The right thing, the wrong way

Series Title
Series Details No.8370, 10.4.04
Publication Date 10/04/2004
Content Type ,

Date: 10/04/04

The government's immigration policy is in a mess. It has only itself to blame

PERHAPS Tony Blair's hastily convened Downing Street “summit” on asylum and immigration policy, held on Tuesday in the wake of last week's ministerial resignation and a swathe of further embarrassing newspaper revelations, will serve some useful purpose. It might at least persuade officials at the Home and Foreign Offices that communicating with each other occasionally would help them in their undoubtedly difficult jobs. What it won't do is restore public confidence or rescue the government from the twin charges of ineptitude and duplicity.

How many of the allegations made in the last few weeks are true in their entirety has yet to be established. The latest (and one of the most politically damaging because it directly implicates the prime minister) is that Mr Blair connived with his Romanian counterpart to waive visas for Romanians coming to Britain as a way of reducing asylum applications. This could have been seen as a necessity after Mr Blair's promise early last year to halve the number within six months. It sounds credible because Britain has said it will lift visa restrictions early for European Union (EU) applicant countries if they meet certain conditions. But there is no hard evidence, and both Downing Street and the Romanians have rebuffed all suggestions of a deal.

Whatever the facts, most people, to the extent they are paying attention, will conclude that official policy was indeed being subverted by a nod and a wink. Government denials are of limited use because they fly in the face of two wider truths. The first is that the government has form when it comes to the manipulation of targets: once Mr Blair had announced a target for asylum applicants, it was bound to be met no matter what. The second is that ministers are suspected of being quite happy to see armies of industrious east Europeans arriving to help fuel Britain's successful and flexible economy: if several thousand Romanians arrive here a few years earlier than otherwise, no great harm will have been done, it is thought.

The government's difficulties stem from the fact that, when it comes to immigration, at some point its brain and its gut became fatally parted. As immigration raced up the list of voter concerns, its gut told it to be very afraid. Race riots in the north of England in the summer of 2001, growing anxiety about Islamic cultural separateness following September 11th and, above all, the explosion in the number of asylum-seekers (usually seen as “bogus”) in the late 1990s formed a potent cocktail happily stirred by the popular press. The asylum system itself made things worse. By preventing refugees from working and forcing them into benefit dependency, it helped feed the prejudice that most migrants were cheats and scroungers.
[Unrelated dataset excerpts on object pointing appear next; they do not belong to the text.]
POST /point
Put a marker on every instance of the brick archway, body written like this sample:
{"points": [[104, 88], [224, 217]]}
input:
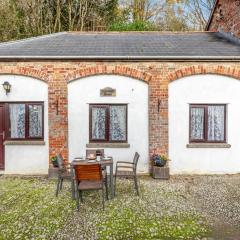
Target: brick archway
{"points": [[104, 69], [201, 69], [24, 71]]}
No wonder Mr Blair wanted to be seen to be doing something about it.

However, as the number of asylum-seekers began to decline in the latter half of last year (thanks in some degree to the prime minister's magic wand, but also because of a general reduction across the EU caused by a mix of tougher controls and regime change in Afghanistan and Iraq) attention and headlines have switched to other forms of immigration. Whereas the government could always claim to be doing its inefficient best to prevent abuse of the asylum system, the “getting on top of the problem” line doesn't wash if there has, in effect, been an unannounced policy to allow in much larger numbers of people than hitherto from outside the European Economic Area (EEA), which is the EU plus other rich European countries.

And that is certainly what even the inadequate official statistics indicate. From 1982 to 1997 (when Labour was elected), the number of non-EEA migrants granted settlement was almost flat at 50,000-60,000 a year. But by 2000, this had more than doubled (recognised asylum-seekers representing only about a quarter of the total) and there has been little let-up since. Various programmes to attract foreign workers have been either set up or expanded. While many of these are classified as temporary workers or students, a large number will become permanent settlers and eventually citizens. Add to these the expected arrivals from the EU accession countries later this year (who will be allowed to work in Britain immediately, a right almost all other EU members have delayed), plus the apparent willingness to smooth the way for Bulgarians and Romanians who are not yet even in the union, and the overall numbers look quite large.

A question of consent

The government's brain is, however, confident that this is wholly in Britain's economic interests. Many migrants have skills that are in high demand - London's health service and schools would collapse without them - while others, as immigrants always have, are prepared to do menial jobs shunned by the indigenous population. When ministers claim that employers are crying out for these workers, there is no reason to disbelieve them. Latterly, David Blunkett, the embattled home secretary, has plucked up the courage to explain why migration on this scale is desirable.

Sadly, it is too little and probably too late. The government is in its current bind because until now it has been afraid to explain what it was doing. There is a one-paragraph reference in the 2001 manifesto to the “positive contribution” people from abroad make to British society, but only the tiniest hint about what was really going on.

In short, the government has carried through an important policy that affects the lives of many citizens, but without having adequately gained their consent. The tragic consequence is that when it now argues perfectly sensibly about the need for “managed” migration, it is simply not trusted. Post-Iraq, Mr Blair likes to talk about being more interested in doing the right thing than in being popular. If only he had said rather sooner that this was what he was doing about immigration.

Commentary feature. The UK's immigration policy is in a mess. Writer says it has only itself to blame.